Dissection Type F – Case 1
- 86-year-old female who presented with chest pain to an outside hospital and underwent cardiac catheterization showing severe 3-Vessel CAD with LM involvement. She was referred for complex PCI.
Past Medical History
- HTN, HLD, CAD, AAA s/p Repair, Carotid Stenosis (Right Total Occlusion, 60% Stenosis on Left), Moderate AS, COPD on 2L O2 NC at Home
- Prior Cardiac Catheterization: LM 70-80% stenosis, and RCA 80-90% stenosis.
- Home Medications: Clopidogrel, Metoprolol Tartrate, Amlodipine, Furosemide, Albuterol, Tiotropium
- Adjunct Pharmacotherapy: Clopidogrel, Bivalirudin
- 70-80% calcified left main (LM) lesion
- 60-70% left anterior descending (LAD) stenosis
- mild diffuse disease in left circumflex (LCx) coronary artery.
- Underwent complex intervention of the LM.
- Rotational atherectomy was done leading to a minor dissection which evolved into a Type F dissection with AVC after pre-dilatation.
- Patient became hemodynamically unstable with VF arrest that was successfully treated with a single defibrillation.
- Two stents were placed in the LM extending into the LAD with restoration of flow.
- An additional stent was placed, effectively treating the dissection.
- Troponin-I peaked at 43.8 ng/mL and CK-MB peaked at 108.8 ng/mL.
- Patient was discharged home 7 days after without further sequelae.
- What is the likely explanation or reason why the complication occurred?
- Wire bias altering the trajectory of the rotational atherectomy device.
- How could the complication have been prevented?

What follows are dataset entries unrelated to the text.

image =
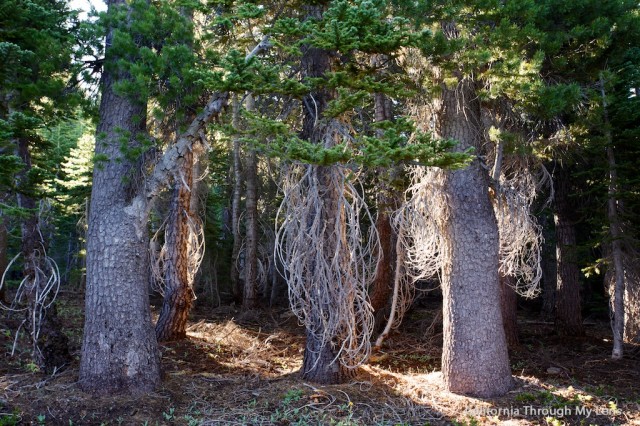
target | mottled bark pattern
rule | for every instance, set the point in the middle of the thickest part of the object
(4, 260)
(475, 359)
(178, 292)
(320, 364)
(236, 284)
(509, 305)
(382, 286)
(119, 348)
(250, 294)
(568, 308)
(51, 349)
(549, 273)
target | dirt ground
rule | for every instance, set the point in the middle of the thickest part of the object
(244, 371)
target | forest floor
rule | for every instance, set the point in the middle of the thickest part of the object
(235, 370)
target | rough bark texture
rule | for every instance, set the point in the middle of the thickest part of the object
(236, 283)
(568, 320)
(51, 346)
(320, 363)
(382, 285)
(509, 304)
(615, 232)
(178, 291)
(549, 272)
(250, 294)
(119, 348)
(475, 359)
(4, 260)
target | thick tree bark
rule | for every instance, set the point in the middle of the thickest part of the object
(250, 294)
(568, 320)
(236, 283)
(549, 272)
(382, 285)
(509, 305)
(119, 348)
(319, 364)
(50, 345)
(475, 359)
(615, 231)
(4, 259)
(320, 358)
(178, 284)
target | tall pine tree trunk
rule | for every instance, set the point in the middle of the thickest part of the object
(475, 359)
(50, 345)
(236, 283)
(549, 273)
(568, 320)
(615, 232)
(178, 284)
(119, 348)
(320, 363)
(250, 294)
(387, 202)
(4, 259)
(509, 305)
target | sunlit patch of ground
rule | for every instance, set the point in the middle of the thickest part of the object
(242, 370)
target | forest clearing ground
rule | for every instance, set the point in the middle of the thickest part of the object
(234, 371)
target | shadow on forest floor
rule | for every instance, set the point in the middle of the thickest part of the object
(239, 372)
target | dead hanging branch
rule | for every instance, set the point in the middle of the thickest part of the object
(514, 192)
(37, 291)
(327, 258)
(173, 159)
(423, 213)
(195, 254)
(403, 285)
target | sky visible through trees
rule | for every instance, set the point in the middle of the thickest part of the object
(447, 186)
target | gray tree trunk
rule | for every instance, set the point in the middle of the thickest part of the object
(568, 320)
(615, 231)
(549, 272)
(119, 348)
(50, 346)
(236, 284)
(509, 305)
(475, 359)
(250, 294)
(178, 290)
(321, 365)
(4, 259)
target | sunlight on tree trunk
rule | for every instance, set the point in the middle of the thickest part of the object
(568, 306)
(119, 348)
(454, 229)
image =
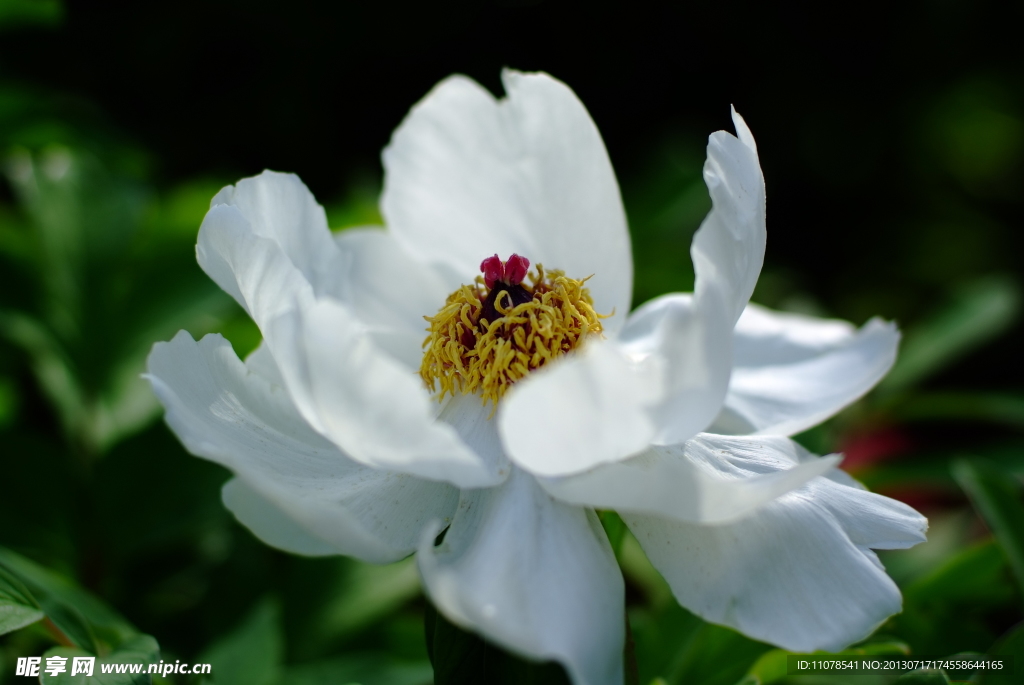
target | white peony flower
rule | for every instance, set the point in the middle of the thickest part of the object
(557, 400)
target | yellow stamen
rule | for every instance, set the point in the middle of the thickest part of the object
(467, 353)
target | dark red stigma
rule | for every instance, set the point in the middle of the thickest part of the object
(510, 272)
(504, 277)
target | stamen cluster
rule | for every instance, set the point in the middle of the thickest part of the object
(485, 337)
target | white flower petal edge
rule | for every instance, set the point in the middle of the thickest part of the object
(691, 481)
(467, 176)
(223, 412)
(379, 414)
(685, 343)
(799, 572)
(269, 523)
(534, 574)
(389, 291)
(794, 372)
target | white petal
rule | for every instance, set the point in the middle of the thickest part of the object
(280, 207)
(467, 176)
(586, 410)
(691, 481)
(367, 402)
(532, 574)
(222, 412)
(794, 372)
(799, 572)
(252, 269)
(389, 291)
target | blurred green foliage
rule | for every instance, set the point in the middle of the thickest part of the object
(108, 525)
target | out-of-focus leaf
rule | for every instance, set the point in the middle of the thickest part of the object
(252, 653)
(615, 528)
(113, 276)
(371, 669)
(979, 313)
(1012, 644)
(369, 593)
(17, 607)
(14, 13)
(460, 657)
(999, 409)
(928, 677)
(78, 614)
(141, 650)
(770, 668)
(996, 496)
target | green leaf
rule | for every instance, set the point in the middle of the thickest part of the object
(140, 650)
(461, 657)
(17, 607)
(367, 594)
(977, 314)
(996, 496)
(252, 653)
(1007, 410)
(927, 677)
(1012, 644)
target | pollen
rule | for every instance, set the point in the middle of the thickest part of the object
(495, 332)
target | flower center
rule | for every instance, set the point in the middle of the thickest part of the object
(493, 333)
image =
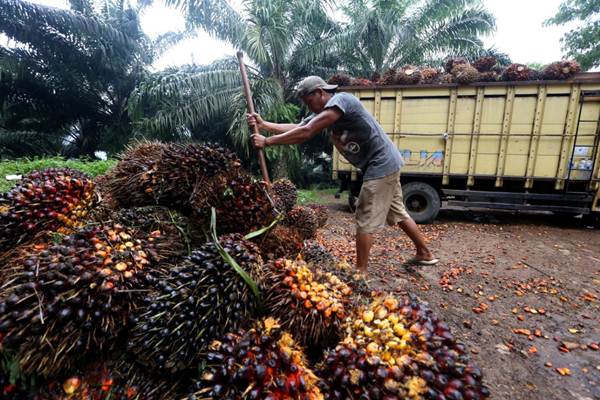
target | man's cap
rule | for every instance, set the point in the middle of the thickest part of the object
(312, 83)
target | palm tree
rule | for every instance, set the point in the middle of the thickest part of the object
(66, 75)
(377, 35)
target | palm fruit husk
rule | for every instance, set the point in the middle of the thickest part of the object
(261, 363)
(242, 203)
(408, 75)
(516, 72)
(429, 75)
(561, 70)
(339, 79)
(193, 303)
(349, 372)
(69, 297)
(310, 304)
(485, 64)
(284, 194)
(321, 212)
(453, 62)
(52, 199)
(465, 74)
(281, 241)
(405, 333)
(304, 220)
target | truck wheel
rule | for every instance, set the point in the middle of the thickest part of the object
(422, 201)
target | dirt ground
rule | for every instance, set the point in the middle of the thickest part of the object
(521, 291)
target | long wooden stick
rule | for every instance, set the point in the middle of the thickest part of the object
(261, 154)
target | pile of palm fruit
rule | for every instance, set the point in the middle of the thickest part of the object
(179, 275)
(461, 71)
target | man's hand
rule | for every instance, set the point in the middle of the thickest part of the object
(259, 141)
(255, 119)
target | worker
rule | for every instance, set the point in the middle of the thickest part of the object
(362, 141)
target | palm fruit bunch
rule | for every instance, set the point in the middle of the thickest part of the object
(429, 75)
(561, 70)
(485, 64)
(281, 241)
(304, 220)
(66, 298)
(193, 303)
(453, 62)
(350, 372)
(516, 72)
(261, 363)
(408, 75)
(312, 304)
(389, 77)
(339, 79)
(321, 212)
(465, 74)
(284, 194)
(406, 334)
(52, 199)
(242, 203)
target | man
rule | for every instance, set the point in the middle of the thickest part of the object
(362, 141)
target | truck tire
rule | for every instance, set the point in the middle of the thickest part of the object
(422, 201)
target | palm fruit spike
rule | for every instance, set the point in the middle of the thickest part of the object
(340, 79)
(284, 195)
(516, 72)
(561, 70)
(311, 305)
(485, 64)
(51, 199)
(405, 333)
(281, 241)
(193, 303)
(453, 62)
(65, 299)
(261, 363)
(408, 75)
(321, 212)
(350, 372)
(304, 220)
(465, 74)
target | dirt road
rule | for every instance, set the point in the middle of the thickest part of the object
(522, 292)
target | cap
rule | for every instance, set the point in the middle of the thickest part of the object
(312, 83)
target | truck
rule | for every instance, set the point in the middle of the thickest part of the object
(526, 145)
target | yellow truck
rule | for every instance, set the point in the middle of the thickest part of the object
(506, 145)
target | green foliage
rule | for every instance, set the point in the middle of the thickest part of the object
(23, 166)
(582, 43)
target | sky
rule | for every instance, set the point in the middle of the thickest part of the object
(520, 32)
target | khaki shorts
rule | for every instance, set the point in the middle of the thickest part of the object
(380, 201)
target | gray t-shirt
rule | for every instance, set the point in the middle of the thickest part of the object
(361, 140)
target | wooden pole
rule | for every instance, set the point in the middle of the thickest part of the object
(261, 154)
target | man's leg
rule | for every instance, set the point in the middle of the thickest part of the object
(364, 241)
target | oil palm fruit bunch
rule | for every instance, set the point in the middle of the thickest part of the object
(284, 194)
(261, 363)
(193, 303)
(64, 299)
(485, 64)
(516, 72)
(339, 79)
(281, 241)
(561, 70)
(242, 203)
(50, 199)
(304, 220)
(408, 75)
(350, 372)
(312, 304)
(465, 74)
(429, 75)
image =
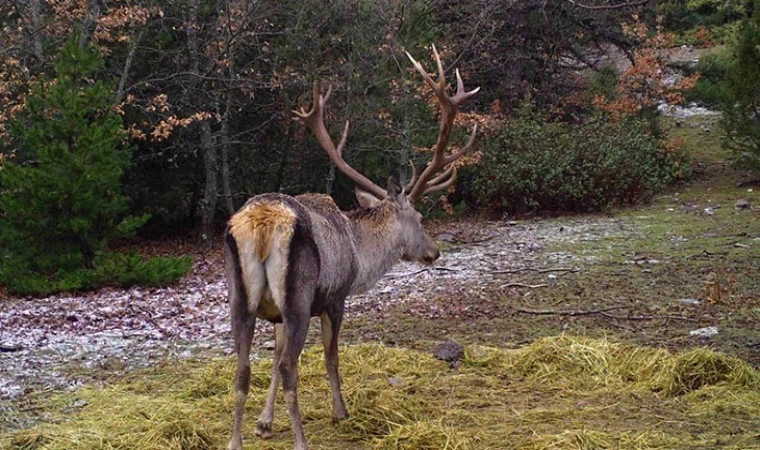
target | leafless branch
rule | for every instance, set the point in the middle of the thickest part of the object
(531, 269)
(609, 6)
(523, 285)
(570, 312)
(604, 312)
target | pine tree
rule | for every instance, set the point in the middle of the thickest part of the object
(60, 198)
(741, 107)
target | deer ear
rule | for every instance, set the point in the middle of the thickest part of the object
(365, 199)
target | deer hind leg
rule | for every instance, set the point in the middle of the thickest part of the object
(292, 286)
(330, 328)
(243, 338)
(264, 424)
(243, 301)
(294, 329)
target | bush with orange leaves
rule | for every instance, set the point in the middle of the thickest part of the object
(647, 83)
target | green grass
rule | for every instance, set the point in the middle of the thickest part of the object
(558, 393)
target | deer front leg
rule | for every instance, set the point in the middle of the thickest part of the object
(330, 330)
(295, 329)
(264, 424)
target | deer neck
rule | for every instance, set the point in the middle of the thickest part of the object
(379, 244)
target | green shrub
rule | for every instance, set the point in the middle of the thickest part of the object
(710, 89)
(535, 165)
(741, 93)
(60, 197)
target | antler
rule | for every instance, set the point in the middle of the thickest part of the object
(426, 182)
(315, 118)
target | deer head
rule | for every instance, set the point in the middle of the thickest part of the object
(439, 174)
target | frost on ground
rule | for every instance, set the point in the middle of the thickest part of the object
(54, 342)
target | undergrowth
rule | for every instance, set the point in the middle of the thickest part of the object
(557, 393)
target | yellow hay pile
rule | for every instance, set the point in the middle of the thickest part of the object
(558, 393)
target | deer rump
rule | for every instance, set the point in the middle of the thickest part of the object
(272, 248)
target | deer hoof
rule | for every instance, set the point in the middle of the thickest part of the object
(264, 429)
(236, 443)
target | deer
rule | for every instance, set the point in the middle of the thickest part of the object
(288, 259)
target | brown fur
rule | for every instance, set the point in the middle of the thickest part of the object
(320, 202)
(373, 218)
(259, 223)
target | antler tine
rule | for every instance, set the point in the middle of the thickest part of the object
(410, 184)
(442, 185)
(428, 182)
(315, 119)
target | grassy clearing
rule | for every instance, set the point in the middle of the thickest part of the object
(557, 393)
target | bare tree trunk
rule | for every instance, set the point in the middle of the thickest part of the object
(91, 17)
(226, 117)
(207, 206)
(35, 34)
(228, 203)
(211, 188)
(127, 66)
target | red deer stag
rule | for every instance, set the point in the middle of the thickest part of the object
(292, 258)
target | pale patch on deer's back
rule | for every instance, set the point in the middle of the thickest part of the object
(263, 232)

- We should have performed rotational atherectomy starting with a smaller 1.25mm rota burr and upsized to a larger 1.5mm or 1.75mm rotational burr. This approach would have better modified the plaque in the tortuous distal LM and in turn reduce wire bias which was responsible for altering the trajectory of the rotational burr while performing rotational atherectomy.
- Could have considered using an alternative atherotomy device such as a cutting balloon.
- Use of a guide catheter which provides coaxial engagement will help reduce unfavorable guidewire bias.
- Is there an alternate strategy that could have been used to manage the complication?
- Sometimes wire bias can possibly be prevented by use of a Rota Extra Support wire instead of a Rota Floppy wire. A stiffer wire can be used to straighten the vessel or lesion to lessen the resistance and possibly reduce wire bias.
- What are the important learning points?
- “Failure to plan is planning to fail” – Benjamin Franklin
- Need to be extremely cautious when using atherectomy devices in extremely tortuous vessels. Wire bias can occur in tortuous vessels, increasing the risk of dissection or perforation.
- Minor dissections are expected after atherectomy or balloon dilatation of a calcified vessel. Rarely, do they result in Type D to F dissections. Therefore, it is advised to keep appropriate balloons and stents ready when performing complex interventions to manage unexpected complications.
- Once a dissection is identified, rotational atherectomy should be stopped, and primary focus should be on maintaining wire position. Once assures the wire is in the true lumen, the dissection should be treated accordingly with balloon inflation and placement of a stent.
- Guidewire bias is when you have divergence from the central axis of the vessel and can result in ablation of normal tissue if the tension on the wall exceeds the elasticity of the vessel. To reduce sidewall tension:
- Keep the tip of the guidewire just beyond the lesion.
- Use a stepped-burr approach starting with an undersized burr is preferred.
- When advancing the burr, do so at low speed to reduce there is less tension in the wire.
- There are two kinds wires that can be used when performing rotational atherectomy:
- Rota Floppy Wire: Used in most cases, and is more flexible with a longer taper and shorter spring tip compared with the Rota Extra Support wire. This wire causes less vessel straightening, less wire bias, and allows for atherectomy along the greater curvature of an angulated lesion.
- Rota Extra Support Wire: Used in tortuous vessels or in situations when one suspects wire bias as a reason for the burr not crossing the lesion. Wire is stiffer, and with a shorter taper and longer spring tip compared with the Rota floppy wire. This wire causes the vessel to straighten out the tortuosity to allow the burr to advance to a lesion, and is useful in ablation of plaque at the lesser curvature of angulated lesions, aorto-ostial lesions and distal lesions. However, this wire can result in proximal vessel spasm and ‘pseudo-stenosis’.
- A stiffer guidewire does not always result in unfavorable bias, and may result in a favorable bias, especially when performing rotabalation of an angulated and heavily calcified lesion.